Protect docker from internet while allowing LAN with iptables

So some of you might have noticed, that docker is setting up its own rules in iptables. However these rules reside mostly in the FORWARD chains and not in the INPUT. Most users, that setup their small server or laptop use INPUT rules to secure it. This is allright, as normally a server and a laptop are standalone and no routers. However with installing docker it becomes a router for the containers, hence docker uses the FORWARD chains. Knowing iptables means, that traffic gets sorted after PREROUTING into INPUT or FORWARD. Hence the INPUT rules are not affecting the FORWARD chain.

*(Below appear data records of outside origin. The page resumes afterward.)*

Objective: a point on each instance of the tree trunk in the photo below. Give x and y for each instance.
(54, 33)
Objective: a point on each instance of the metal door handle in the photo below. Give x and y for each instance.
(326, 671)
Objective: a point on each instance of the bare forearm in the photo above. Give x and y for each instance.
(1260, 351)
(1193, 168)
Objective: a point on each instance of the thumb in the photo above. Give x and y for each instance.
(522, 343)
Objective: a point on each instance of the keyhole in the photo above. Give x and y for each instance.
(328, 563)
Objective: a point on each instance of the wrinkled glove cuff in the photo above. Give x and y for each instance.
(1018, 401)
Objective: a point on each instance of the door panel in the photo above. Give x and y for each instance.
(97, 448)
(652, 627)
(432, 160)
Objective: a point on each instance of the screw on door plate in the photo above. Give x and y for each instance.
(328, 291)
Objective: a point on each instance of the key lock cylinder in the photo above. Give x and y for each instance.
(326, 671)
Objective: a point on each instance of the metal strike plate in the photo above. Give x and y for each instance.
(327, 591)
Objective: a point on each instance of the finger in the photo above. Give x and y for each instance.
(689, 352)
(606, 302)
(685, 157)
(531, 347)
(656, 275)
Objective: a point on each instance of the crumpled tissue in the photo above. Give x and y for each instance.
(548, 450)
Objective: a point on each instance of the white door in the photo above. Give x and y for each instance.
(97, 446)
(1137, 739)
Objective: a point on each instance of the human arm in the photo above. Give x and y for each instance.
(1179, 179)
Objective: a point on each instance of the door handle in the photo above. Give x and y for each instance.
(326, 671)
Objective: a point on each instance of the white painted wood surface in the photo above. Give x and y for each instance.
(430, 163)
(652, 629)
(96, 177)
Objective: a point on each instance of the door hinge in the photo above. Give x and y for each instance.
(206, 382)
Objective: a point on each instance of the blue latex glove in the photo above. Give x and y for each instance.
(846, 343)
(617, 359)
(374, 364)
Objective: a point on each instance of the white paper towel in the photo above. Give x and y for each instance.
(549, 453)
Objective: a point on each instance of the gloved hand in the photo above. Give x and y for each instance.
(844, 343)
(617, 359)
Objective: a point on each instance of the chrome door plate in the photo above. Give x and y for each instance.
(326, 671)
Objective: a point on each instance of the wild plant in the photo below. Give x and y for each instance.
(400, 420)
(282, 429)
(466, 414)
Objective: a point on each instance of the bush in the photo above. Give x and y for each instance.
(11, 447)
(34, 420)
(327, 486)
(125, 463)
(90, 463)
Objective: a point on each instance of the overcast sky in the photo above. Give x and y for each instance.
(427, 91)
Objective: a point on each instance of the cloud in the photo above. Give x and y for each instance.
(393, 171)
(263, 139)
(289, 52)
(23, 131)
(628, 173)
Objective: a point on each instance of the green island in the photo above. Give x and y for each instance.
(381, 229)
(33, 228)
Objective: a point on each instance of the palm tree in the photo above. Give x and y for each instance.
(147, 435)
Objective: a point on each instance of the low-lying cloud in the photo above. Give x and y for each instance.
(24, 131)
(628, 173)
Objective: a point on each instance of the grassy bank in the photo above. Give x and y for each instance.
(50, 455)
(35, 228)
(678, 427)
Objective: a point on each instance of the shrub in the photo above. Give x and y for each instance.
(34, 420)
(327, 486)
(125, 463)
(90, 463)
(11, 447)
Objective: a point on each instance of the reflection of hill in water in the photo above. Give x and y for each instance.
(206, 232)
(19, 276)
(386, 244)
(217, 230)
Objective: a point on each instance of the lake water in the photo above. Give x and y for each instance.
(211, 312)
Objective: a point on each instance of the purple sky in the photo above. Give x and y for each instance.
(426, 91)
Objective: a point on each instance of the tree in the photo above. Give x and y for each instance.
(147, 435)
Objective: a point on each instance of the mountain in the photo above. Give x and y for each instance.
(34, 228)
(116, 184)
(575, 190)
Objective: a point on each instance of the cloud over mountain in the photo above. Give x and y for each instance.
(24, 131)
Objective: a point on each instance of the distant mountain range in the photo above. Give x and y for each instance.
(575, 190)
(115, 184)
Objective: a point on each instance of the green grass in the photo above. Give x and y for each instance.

Docker manages the FORWARD chain (and even the nat table) itself to control access to the containers. Basically it setups NAT and the FORWARDING to the containers as soon as you use the --port command or docker-compose port: setting.

In this docker does not differ between traffic from the internet or a local LAN. Everything that arrives at the FORWARD chain is used.

ISSUE: In the scenario of of having a laptop or small home server, which is usually connected via local LAN to the internet, this could lead to opening services that should only run in LAN, to the internet. Only an additional firewall outside could prevent this.

So what is the solution

To get back to a state where we can control opening services to the internet, you need four iptables rules. We will use the DOCKER-USER chain, which should be empty and is made by docker for user written rules within the docker setup. Therefore they will not be touched by docker.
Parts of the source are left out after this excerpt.